Itansha (courtesy of © YAESU Publishing Co., Ltd.)

An “ita-taxi” attracted attention when it took part in the Nico-Nico Super Convention - a major event based on an off-line meeting of video sites (courtesy of Gojyo-Taxi Co., Ltd)

An “ita-taxi” that you can ride for the same fare as an ordinary taxi (courtesy of Gojyo-Taxi Co., Ltd)

Kurei Kei Chan” - a character from a community site known as "Pronama Broadcasting" (courtesy of Gojyo-Taxi Co., Ltd)

Collaboration with anime voice actors and cosplayers

    In recent years some large-scale exhibitions have been held of “itasha” in collaboration with anime voice actors and cosplayers - events that have caused much excitement. In 2018 some 1,000 unique “itasha” from across Japan gathered at "Odaiba Itasha Tengoku" - the world's largest ever exhibition of itasha held in Tokyo. There was live music on stage, talk shows, ceremonies for awards voted on by visitors to the event etc., and in addition more than 20 companies exhibited their booths, making it an event that attracted attention in terms of both art and business. As well as showing off their own artwork at the event, car owners also enjoyed interacting with the fans. Many people visited to see the “itasha” and take photos and there were also a lot of participants from overseas, including some from America, Russia, Turkey and China etc.

A collection of some 1000 “itasha” at the world's biggest event of its kind (courtesy of © YAESU Publishing Co., Ltd.)

A highly successful “itasha” event in collaboration with cosplayers (courtesy of © YAESU Publishing Co., Ltd.)

Cosplayers from Russia participating in "Odaiba Itasha Tengoku 2018" (courtesy of © YAESU Publishing Co., Ltd.)

    Around 60 “itasha” and “itansha” gathered to meet at "Kawasaki Daishi" - a temple in Kanagawa Prefecture known to attract many visitors who go there to pray to ward off evil (prevent disaster). Owners prayed for traffic safety, were awarded talismen and amulets and also pledged to drive in a courteous manner.

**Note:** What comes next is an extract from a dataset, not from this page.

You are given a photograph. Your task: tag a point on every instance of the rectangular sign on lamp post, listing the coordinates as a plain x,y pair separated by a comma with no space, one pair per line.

Itasha owners put their hands together to pray for traffic safety with a monk from Kawasaki Daishi (courtesy of: CarPrice)

“Itasha” gathered at an event to pray for traffic safety (courtesy of: CarPrice)

    This type of “itasha” event is not only taking place in Japan but also, in recent years, in Western countries like Germany, Switzerland and the USA etc., as well as in China and Taiwan - with the number of “itasha” enthusiasts outside Japan growing. In the future, “itasha” is likely to become one aspect of the otaku movement that will generate great interest.